バドミントン女子ダブルス 福島由紀&廣田彩花インタビュー(1)

 日本におけるバドミントンは、五輪の度に、名前を短縮された女子ダブルスのペアの名前が出回る競技だ。

東京五輪での活躍を目指す、福島由紀(左)、廣田彩花ペアをインタビュー 2008年の北京五輪に出場した、末綱聡子、前田美順の「スエマエ」(4位)と小椋久美子、潮田玲子の「オグシオ」(ベスト8)、に始まり、12年ロンドン五輪銀の藤井瑞希、垣岩令佳の「フジカキ」、そして16年リオデジャネイロ五輪で金メダルの高橋礼華、松友美佐紀の「タカマツ」。

 今では全種目に有力選手を抱える強国になったが、04年のアテネ五輪で大惨敗を喫した日本が強化を図る中、女子ダブルスが世界との戦いを切り拓いてきた歴史がある。

 現在は世界ランク10位以内(1月21日時点)に日本勢3組がひしめき、同国から最大2枠しか出場できない東京五輪の出場権をめぐるハイレベルな争いが展開されている。中でも、先頭を走るのが、福島由紀、廣田彩花(アメリカンベイプ岐阜)の「フクヒロ」だ。五輪レースが始まった19年の手応え、ライバルへの思い、五輪に向けた進化について話を聞いた。

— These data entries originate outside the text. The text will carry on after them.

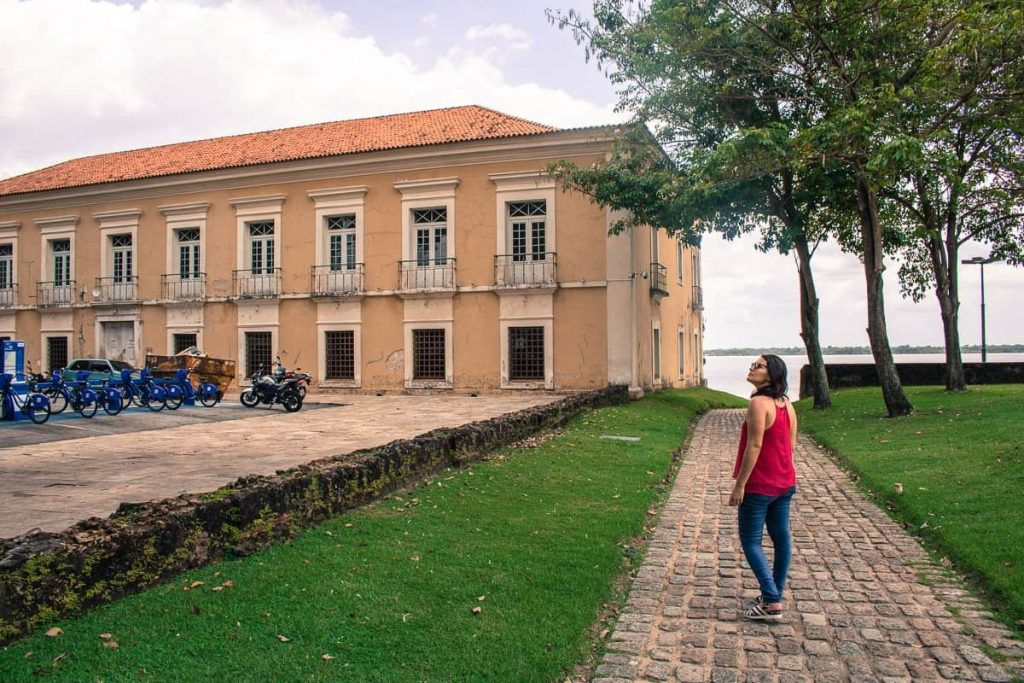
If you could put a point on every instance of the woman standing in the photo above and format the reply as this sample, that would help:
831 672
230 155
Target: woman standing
766 480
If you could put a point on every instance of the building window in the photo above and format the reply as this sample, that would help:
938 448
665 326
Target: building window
6 266
339 354
188 253
527 230
679 261
60 254
682 354
341 242
258 352
526 353
121 250
56 352
261 247
428 354
430 226
181 342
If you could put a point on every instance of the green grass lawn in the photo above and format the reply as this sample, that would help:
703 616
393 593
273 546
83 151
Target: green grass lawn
961 460
494 572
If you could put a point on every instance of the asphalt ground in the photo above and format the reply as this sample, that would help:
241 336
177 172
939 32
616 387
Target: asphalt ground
69 425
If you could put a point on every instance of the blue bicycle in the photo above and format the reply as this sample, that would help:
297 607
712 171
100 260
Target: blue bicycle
77 393
34 404
142 392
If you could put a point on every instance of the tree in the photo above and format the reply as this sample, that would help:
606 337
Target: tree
862 88
724 122
970 187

――まず、五輪レースが4月から始まった19年シーズンを振り返っていただけますか?

福島「うれしかったのは、五輪レースが始まったばかりの6月に優勝したオーストラリアオープンです。18年は、韓国がペアの組み替えを行なっていたこともあって、私たちの成績はできすぎだと思っていました。実際、五輪レースが始まる19年に入ってからは、韓国や中国のペアの力がすごく上がってきて、なかなか優勝は難しいなと感じていたので、自分の中では『久しぶりの優勝』という感覚がすごく強かったです(同年1月以来5カ月ぶり)。優勝することばかりを考えていたわけではないですけど、2人でいいパフォーマンスができた大会で、いい手応えがありました。

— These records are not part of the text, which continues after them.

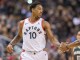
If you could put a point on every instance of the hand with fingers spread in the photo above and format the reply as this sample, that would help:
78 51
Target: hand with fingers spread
10 48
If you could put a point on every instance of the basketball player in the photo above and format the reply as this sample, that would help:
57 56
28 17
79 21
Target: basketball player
33 30
76 50
65 47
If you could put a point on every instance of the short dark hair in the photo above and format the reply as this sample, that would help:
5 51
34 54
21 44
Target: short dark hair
34 4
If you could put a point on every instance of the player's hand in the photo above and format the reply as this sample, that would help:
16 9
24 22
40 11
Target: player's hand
63 47
10 48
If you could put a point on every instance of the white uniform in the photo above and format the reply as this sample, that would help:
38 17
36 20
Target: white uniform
33 41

 また、夏以降は納得のできる試合が少なかったので、11月の福州・中国オープンでもう一度優勝できた時もうれしかったです。なかなかいいプレーができない中で、もがいて優勝できたので、収穫になったと思います」

廣田「19年は、本当にいい時と悪い時の両方がありました。私は、7月にインドネシアオープンを優勝したあとの、ダイハツヨネックスジャパンオープン(ベスト8)とタイオープン(ベスト16)が個人的にすごく悔しかったです。中国、韓国のペアにパワーで押されて、気持ちの部分で引いてしまったために、自分のプレーがまったく出せず、何もできませんでした。でも、その後は、自分の中では、あまり試合の中で気持ちが引くことがなくなったと感じています。試合の中でもがいて、立て直せるようになってきたかなと思います。